I'm feeling guilty because my cat (one of the two), Leia, passed away on October 10th at the much too young age of nine and I'd been meaning to write about her here because writing is how I deal with these kinds of things and she obviously made a huge impact on my life. She was a truly extraordinary creature and I will tell you her story very soon. I promise.
But I'm feeling guilty because what's moved me to FINALLY write something here is the death of someone who was not a member of my family. I'm talking about Michael Crichton, who you'll remember is one of my listed authors on this page, who passed away a few days ago after a private battle with lung cancer. As it hadn't been publicly known until....well, the end there, I was shocked when the news reached me. He was 66 but certainly didn't look it from recent photos I've seen. Anyway, you can criticize this guy and put him in the same category as someone like Tom Clancy, who sells a lot of books without ever doing any especially good writing, relying almost completely on technical knowledge to drive his stories. But I disagree. Here was a storyteller of the highest calibre who put absolutely everything he had into his craft. There are so many great authors I want to emulate and Crichton is no exception....but I also realize my own limitations and know that I could never match him for his scientific knowledge and imagination where such is concerned. I don't think I'll ever write a book or comic or even short story that requires the degree of research and know-how that Crichton poured into pretty much everything he ever did. He was a master of the "techno-thriller" and I'm not about to challenge that myself. I'll stick to simpler fiction and fantasy, thanks.
I'm pretty sure in an early post I mentioned that reading Jurassic Park was a huge event in my life. Well, it was. Firstly, intelligent as I was as a kid, I was basically too young to properly absorb and appreciate it the first time through. To be fair, I was barely ten. But like any book that I really enjoyed, I revisisted it again and again over the years. I'm twenty-five now and I'll estimate I've read Jurassic Park somewhere around seven times so far. Obviously, the biggest attraction was simply the dinosaurs but I discovered so much more between those pages.
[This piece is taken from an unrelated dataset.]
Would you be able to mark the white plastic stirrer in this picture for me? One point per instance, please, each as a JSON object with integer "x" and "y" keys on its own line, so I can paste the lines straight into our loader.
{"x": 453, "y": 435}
It may well have been Crichton who first impressed upon me how useful character backstory can be if done right. What I recall best is an account of the book's Dr. Woo - an Ingen scientist chiefly responsible for developing the cloning techniques used to create real dinosaurs. There's a digression of about two pages or so that takes us back in time and tells us of Woo as he first graduates university and begins his work before being approached by John Hammond, the man who would found Jurassic Park.
Maybe this little bit of info on a character who was actually quite secondary to the novel's actual action wouldn't impress most people but I know it made a big impression on me. As technical as Crichton's novels could often be, I always found his characters to be very human. That's why I was rooting for Ian Malcolm and Alan Grant - because I genuinely liked them. They weren't just vehicles to drive the plot - they were compelling, interesting characters and Woo was interesting too.
Aside from his obvious mastery of knowing his subject matter inside out and deploying it in an intelligent and believeable manner, I really find Crichton's other main strength as a storyteller to be his sense of pacing and ability to build suspense. Timeline remains one of the most intense novels I've ever read and I always enjoy re-reading it. If you've seen the movie and not read the book, do your best to purge any memory of that "film" from your mind and pick the book up. It's awesome. Like King, almost everything Crichton has written has been made into a movie but with the exception of Jurassic Park (one of my favourite movies despite how different it actually is from the source material), these movies don't even come close to doing these stories proper justice. And if techno-thrillers about dinosaur cloning, time travel and deadly AI aren't your thing, I guess you could always give Disclosure a shot. It was the only Crichton novel I ever read (there's like three I have yet to read) that didn't really do it for me. I've also been told to avoid Airframe as it supposedly strays into Clancyesque territory in regards to technical details but I'll still give it a shot someday. Give the dude props for creating ER too - pretty much every medical drama out today (and god knows there are a TON of them) owes something to that show. Oh, and you're welcome too, Mr. Clooney.
The last novel Michael Crichton ever finished was called Next and I have yet to read it. Maybe it's fitting that something with that title was his last - up next, Mr. Crichton goes beyond this life and as for we who are left behind, what's next is up to us.